Верещагин принял фарфоровую чашку из рук убитой жены и даже отхлебнул из нее глоток. Ноги его не держали, и он почти рухнул на стул, стоящий рядом. Зоя присела напротив. Она столь старательно помешивала кофе серебряной ложечкой, словно от этого зависело ее будущее. То самое будущее, которого у нее не было и не могло быть. Анатолий смотрел на руки Зои словно завороженный, не в силах произнести ни единого слова. Да и что он мог, собственно, спросить у женщины, являвшейся всего лишь плодом его разгоряченного воображения.
– Так сорви этот плод, Анатолий, – спокойно произнесла Зоя. – Можно прямо здесь, на обеденном столе.

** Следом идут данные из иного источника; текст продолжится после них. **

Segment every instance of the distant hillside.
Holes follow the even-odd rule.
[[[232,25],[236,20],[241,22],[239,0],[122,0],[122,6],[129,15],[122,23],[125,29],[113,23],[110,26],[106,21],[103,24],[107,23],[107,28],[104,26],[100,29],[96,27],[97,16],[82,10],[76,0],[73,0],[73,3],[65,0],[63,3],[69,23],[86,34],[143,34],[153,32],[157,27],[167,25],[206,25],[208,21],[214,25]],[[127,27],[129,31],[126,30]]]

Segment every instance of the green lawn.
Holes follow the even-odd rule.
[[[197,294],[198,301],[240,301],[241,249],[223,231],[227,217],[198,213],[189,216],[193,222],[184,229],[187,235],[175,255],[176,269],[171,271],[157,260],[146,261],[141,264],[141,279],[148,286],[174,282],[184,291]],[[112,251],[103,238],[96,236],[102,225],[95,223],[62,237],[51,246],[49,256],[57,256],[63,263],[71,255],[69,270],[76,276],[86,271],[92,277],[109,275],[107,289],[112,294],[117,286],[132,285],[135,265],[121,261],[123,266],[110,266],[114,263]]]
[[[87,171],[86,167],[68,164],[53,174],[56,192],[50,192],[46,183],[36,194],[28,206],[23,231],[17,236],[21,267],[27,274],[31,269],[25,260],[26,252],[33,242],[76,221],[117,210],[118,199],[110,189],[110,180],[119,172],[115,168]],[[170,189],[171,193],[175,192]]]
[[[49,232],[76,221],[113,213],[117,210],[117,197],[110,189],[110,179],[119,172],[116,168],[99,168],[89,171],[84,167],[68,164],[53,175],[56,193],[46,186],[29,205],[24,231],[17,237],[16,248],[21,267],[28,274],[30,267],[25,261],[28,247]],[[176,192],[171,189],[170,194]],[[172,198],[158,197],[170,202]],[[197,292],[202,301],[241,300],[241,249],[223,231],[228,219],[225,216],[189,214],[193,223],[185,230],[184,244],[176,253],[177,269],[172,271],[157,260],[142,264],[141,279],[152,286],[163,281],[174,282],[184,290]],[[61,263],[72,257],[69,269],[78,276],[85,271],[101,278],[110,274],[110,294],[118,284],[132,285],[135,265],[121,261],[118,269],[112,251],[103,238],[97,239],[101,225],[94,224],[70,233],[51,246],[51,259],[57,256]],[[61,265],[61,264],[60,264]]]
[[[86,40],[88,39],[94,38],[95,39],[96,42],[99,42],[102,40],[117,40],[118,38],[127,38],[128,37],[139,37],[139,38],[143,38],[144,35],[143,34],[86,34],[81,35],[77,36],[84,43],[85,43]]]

Платье само поползло с ее плеч, обнажив тугие груди. Она стала медленно подниматься со стула, одновременно протягивая руки к мужу, словно приглашая его в объятья. А материя все сползала и сползала вниз, открывая мужскому взгляду живот и бедра. Верещагин закричал так страшно, что Зоя вздрогнула и сделала шаг вперед, чтобы удержать взбесившегося мужа. Анатолий не дал ей этого шанса. Он отпрыгнул назад, споткнулся, упал, вновь подхватился на ноги и ринулся прочь от нежных ласк той, что уже дважды стала покойницей. Верещагин хотел выскочить на крыльцо, но дверь оказалась заперта, и он в отчаянии стал колотить в нее кулаками. Ключ был где-то рядом, но Анатолий никак не мог его обнаружить, а потому и бился в истерике, пока не услышал спокойный голос жены.
– Да будет тебе, Анатолий, ты не захотел познать меня живой, значит, тебе придется спать с мертвой. Так решил он, наш Хозяин, и нам с тобой остается только одно – подчиниться его воле. Я буду ждать тебя в спальне, дорогой, на нашем семейном ложе.
Верещагин услышал, как заскрипели ступеньки под ее ногами и в ужасе оглянулся. Обнаженная Зоя поднималась по лестнице, а из ее спины торчала рукоять кухонного ножа, которым Анатолий пытался разрешить все свои проблемы. Кровь не текла из нанесенной им раны, что являлось еще одним подтверждением нереальности всего происходящего. Незадачливый убийца вновь вернулся в гостиную и залпом допил остатки водки из бутылки. Увы, надежное средство от всех печалей в этот раз не помогло. Верещагина била нервная дрожь и он с большим трудом набрал номер нужного телефона:
– Приезжай, если сможешь, Аркадий. Она здесь.
– Кто она? – послышался из мобильника взволнованный голос Завадского.
– Зоя, – прохрипел Верещагин. – Ведьма пришла за моей душой.
Ключ от входной двери Анатолий обнаружил в левом кармане брюк. Сил на то, чтобы открыть ее и распахнуть ворота усадьбы у него хватило, но их недостало, чтобы спуститься с крыльца. Верещагин с трудом добрался до гостиной и ничком рухнул на диван. Заснуть он не смог, оставалось только лежать и стучать зубами от страха, волнами накатывающего на беззащитное тело.
Завадский приехал через полтора часа вместе с озабоченным Смагиным. Зрелище, открывшееся их глазам, было воистину ужасным. В первую минуту Аркадий даже не узнал своего старого друга. Перед ним предстал слизняк, утративший всякое представление о мужском достоинстве. А ведь ничего не происходило! Абсолютно ничего, что заставило бы здравомыслящего человека потерять разум. Если, конечно, не считать пустой бутылки, сиротливо стоящей на столе.
– Она там, – прошептал Верещагин подрагивающими губами. – Наверху. В спальне. С ножом в спине. Я убил ее во второй раз.